Realmente, no había pensado en ello de ese modo hasta aquel preciso momento, pero mientras decía aquellas palabras, y con la sensación de que me liberaba de un gran peso que me colgaba del cuello, me di cuenta de que eran completamente ciertas.
—¿Con la esperanza de…? —le pregunté de pronto.
—Bueno… con la esperanza de tener alguna comunicación con mi padre o, al menos, probar que una cosa semejante es posible…

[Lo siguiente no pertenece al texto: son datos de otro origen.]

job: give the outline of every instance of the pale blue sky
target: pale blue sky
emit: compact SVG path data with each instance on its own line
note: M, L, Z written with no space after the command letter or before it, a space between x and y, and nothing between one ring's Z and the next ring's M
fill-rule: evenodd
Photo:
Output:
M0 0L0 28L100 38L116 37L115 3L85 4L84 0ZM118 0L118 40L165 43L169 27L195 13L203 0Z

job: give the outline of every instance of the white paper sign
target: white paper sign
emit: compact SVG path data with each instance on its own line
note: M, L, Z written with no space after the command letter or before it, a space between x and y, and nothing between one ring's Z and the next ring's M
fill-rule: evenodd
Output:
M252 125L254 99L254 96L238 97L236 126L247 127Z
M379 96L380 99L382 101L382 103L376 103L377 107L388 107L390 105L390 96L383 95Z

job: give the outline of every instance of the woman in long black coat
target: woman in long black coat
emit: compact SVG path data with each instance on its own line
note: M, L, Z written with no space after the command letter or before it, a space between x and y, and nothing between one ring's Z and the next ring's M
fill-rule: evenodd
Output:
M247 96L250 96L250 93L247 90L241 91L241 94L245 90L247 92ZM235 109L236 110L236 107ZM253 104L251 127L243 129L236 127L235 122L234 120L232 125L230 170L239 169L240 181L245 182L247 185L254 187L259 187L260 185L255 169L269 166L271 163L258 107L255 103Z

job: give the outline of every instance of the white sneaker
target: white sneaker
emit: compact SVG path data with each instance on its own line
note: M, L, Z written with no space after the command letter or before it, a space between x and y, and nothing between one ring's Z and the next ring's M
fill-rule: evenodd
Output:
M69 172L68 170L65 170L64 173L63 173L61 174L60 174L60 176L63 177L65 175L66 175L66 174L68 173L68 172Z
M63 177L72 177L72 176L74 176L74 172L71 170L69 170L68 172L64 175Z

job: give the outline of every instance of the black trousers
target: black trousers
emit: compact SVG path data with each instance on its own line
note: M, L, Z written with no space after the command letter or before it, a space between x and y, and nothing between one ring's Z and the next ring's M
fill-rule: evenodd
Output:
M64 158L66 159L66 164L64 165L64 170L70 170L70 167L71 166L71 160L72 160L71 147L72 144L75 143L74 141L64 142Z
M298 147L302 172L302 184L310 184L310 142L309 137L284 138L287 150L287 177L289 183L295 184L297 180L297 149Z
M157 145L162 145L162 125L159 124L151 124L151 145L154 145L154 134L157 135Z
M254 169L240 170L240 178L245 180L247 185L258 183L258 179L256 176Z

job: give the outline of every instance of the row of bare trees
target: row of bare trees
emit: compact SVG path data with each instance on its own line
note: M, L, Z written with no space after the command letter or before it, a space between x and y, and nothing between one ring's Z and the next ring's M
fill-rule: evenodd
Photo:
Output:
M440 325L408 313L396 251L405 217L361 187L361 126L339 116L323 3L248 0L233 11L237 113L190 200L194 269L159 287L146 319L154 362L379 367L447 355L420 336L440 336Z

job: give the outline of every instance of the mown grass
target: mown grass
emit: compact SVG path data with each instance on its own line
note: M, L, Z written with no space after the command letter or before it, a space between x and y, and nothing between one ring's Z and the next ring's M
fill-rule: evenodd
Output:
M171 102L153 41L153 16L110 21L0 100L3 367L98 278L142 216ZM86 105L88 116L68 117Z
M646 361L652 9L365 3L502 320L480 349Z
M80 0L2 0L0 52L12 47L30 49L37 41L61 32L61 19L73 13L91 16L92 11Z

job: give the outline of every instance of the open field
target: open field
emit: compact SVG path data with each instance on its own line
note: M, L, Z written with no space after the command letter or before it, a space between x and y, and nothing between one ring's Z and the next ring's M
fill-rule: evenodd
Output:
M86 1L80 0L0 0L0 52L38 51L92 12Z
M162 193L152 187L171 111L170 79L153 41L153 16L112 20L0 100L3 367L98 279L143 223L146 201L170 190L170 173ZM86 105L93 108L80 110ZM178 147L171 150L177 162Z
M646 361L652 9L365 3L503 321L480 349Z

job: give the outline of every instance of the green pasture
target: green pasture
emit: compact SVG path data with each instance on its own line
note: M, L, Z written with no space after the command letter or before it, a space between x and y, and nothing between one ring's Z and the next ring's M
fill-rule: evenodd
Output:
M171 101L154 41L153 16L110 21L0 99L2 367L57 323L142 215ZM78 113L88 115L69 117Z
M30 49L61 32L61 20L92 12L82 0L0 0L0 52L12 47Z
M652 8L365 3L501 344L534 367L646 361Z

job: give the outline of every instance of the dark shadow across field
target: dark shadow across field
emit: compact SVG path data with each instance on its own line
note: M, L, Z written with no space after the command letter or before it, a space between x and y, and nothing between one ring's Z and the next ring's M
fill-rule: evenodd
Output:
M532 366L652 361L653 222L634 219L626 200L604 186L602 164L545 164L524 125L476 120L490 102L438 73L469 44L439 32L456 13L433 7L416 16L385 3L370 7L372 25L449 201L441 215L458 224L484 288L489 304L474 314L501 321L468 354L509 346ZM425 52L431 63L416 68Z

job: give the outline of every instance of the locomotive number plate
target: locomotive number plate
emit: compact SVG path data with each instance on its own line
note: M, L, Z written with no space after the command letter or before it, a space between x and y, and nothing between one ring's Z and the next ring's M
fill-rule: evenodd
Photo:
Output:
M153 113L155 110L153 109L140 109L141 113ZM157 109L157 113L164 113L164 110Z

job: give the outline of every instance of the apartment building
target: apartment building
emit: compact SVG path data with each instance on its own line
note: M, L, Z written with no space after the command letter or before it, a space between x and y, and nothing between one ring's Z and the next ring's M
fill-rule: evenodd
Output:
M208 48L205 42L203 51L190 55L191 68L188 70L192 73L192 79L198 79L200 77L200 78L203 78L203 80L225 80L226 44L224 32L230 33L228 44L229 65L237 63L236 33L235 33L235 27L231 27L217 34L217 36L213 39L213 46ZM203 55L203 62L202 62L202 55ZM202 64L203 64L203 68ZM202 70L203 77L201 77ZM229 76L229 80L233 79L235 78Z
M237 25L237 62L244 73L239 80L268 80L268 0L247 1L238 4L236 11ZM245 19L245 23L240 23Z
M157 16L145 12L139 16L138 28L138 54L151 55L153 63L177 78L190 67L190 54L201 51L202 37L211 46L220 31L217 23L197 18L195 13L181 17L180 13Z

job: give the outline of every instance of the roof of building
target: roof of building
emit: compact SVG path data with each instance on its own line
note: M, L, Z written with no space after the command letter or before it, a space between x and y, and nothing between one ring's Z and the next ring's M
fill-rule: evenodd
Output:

Su voz se fue apagando, al tiempo que removía el té de su taza.
—¿Y lo consiguió usted?
—No, señorita Langton, no lo conseguí. El otro día, en una conferencia, el profesor Sidgwick remarcó que veinte años de intensa investigación le han dejado exactamente en el mismo estado de incertidumbre con el que comenzó, y ésa es en buena parte mi propia experiencia. En todo caso, Vernon Raphael es un perfecto escéptico; le he oído decir que la historia del espiritismo se compone únicamente de fraudes y autosugestión… Lo cual me recuerda precisamente lo que le iba a decir antes. El misterio de los Wraxford, me temo, es un motivo de discusión muy popular en el seno de la Sociedad… especialmente entre aquellos que piensan que hay algo sobrenatural en el fondo de todo el asunto, y los escépticos como Raphael que tienen el punto de vista opuesto. Sin embargo, incluso Raphael (ha estudiado profundamente el caso) ha dicho en alguna ocasión que si pudiera observarse alguna vez un fenómeno de ese tipo, Wraxford Hall sería el lugar ideal para llevar a cabo el experimento.
Temblé cuando recordé esas mismas palabras…
—Pero… ésas fueron exactamente las palabras de Magnus Wraxford.
—Sí, Raphael es muy consciente de ello… Ya veo que usted también ha estudiado a conciencia la declaración de mi padre.